DAUGHTER OF SMOKE AND BONE by Laini Taylor (Little, Brown, September 27, 2011)
Above all else, Laini's writing is so, so pretty. Her words are seriously like poetry, and her descriptions have not been rivaled in anything I've yet read in the young adult world. It's like she has a style all of her own, and no matter what subject matter she chooses to write, it will be unique. This is the case with DAUGHTER OF SMOKE AND BONE. It's a story of angels and the demons they battle. And it's a love story. Which may not sound like anything out of the ordinary. This is why books shouldn't be judged by cover copy all on its own.
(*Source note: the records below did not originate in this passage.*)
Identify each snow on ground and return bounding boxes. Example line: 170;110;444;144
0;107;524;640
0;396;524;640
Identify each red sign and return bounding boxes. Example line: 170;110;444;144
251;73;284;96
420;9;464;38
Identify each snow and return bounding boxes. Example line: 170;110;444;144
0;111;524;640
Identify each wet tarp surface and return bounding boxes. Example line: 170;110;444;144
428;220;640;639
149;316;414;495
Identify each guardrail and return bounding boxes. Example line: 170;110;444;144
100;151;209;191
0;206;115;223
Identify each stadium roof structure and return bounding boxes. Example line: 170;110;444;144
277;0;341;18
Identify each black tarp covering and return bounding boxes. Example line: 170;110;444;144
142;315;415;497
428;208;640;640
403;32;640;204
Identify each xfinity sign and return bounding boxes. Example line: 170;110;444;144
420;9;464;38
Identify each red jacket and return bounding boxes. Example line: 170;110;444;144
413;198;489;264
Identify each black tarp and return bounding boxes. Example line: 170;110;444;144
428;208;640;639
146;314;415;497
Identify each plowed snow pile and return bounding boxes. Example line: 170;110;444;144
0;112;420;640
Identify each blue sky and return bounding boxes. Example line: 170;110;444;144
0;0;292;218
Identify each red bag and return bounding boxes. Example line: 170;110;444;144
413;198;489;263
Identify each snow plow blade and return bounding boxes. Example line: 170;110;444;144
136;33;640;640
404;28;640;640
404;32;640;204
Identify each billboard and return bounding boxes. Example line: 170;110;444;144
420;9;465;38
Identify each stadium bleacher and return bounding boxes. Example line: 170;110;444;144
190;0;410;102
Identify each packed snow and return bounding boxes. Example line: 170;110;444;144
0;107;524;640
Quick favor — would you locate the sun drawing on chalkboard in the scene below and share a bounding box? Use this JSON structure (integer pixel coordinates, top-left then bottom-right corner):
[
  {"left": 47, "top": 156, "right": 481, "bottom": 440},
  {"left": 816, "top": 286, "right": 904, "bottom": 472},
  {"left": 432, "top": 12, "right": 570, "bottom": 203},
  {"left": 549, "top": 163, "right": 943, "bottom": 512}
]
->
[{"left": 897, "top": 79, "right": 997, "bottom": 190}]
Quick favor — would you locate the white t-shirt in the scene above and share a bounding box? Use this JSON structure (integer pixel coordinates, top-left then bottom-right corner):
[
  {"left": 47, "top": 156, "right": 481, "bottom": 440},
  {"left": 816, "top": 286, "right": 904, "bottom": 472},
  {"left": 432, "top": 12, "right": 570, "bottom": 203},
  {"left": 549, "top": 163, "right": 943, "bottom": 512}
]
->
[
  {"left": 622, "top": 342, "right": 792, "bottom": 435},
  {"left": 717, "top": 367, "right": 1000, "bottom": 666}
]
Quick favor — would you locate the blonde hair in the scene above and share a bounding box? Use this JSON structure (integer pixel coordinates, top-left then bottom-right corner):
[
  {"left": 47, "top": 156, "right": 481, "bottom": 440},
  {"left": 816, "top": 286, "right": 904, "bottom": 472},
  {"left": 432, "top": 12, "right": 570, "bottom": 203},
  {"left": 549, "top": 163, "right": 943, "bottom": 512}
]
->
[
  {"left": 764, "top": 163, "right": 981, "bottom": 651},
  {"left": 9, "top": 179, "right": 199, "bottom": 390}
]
DAUGHTER OF SMOKE AND BONE is like no other story you've read. The characters are deep and well-carved, the setting and world is mystical and yet so real, and the prose is perfect.
Highly recommended for fans of Laini Taylor's prior books or those paranormal fans who are looking for a bit more depth.
Around the world, black handprints are appearing on doorways, scorched there by winged strangers who have crept through a slit in the sky.
In a dark and dusty shop, a devil's supply of human teeth grown dangerously low.
And in the tangled lanes of Prague, a young art student is about to be caught up in a brutal otherwordly war.
Meet Karou. She fills her sketchbooks with monsters that may or may not be real; she's prone to disappearing on mysterious "errands"; she speaks many languages--not all of them human; and her bright blue hair actually grows out of her head that color. Who is she? That is the question that haunts her, and she's about to find out.
When one of the strangers--beautiful, haunted Akiva--fixes his fire-colored eyes on her in an alley in Marrakesh, the result is blood and starlight, secrets unveiled, and a star-crossed love whose roots drink deep of a violent past. But will Karou live to regret learning the truth about herself?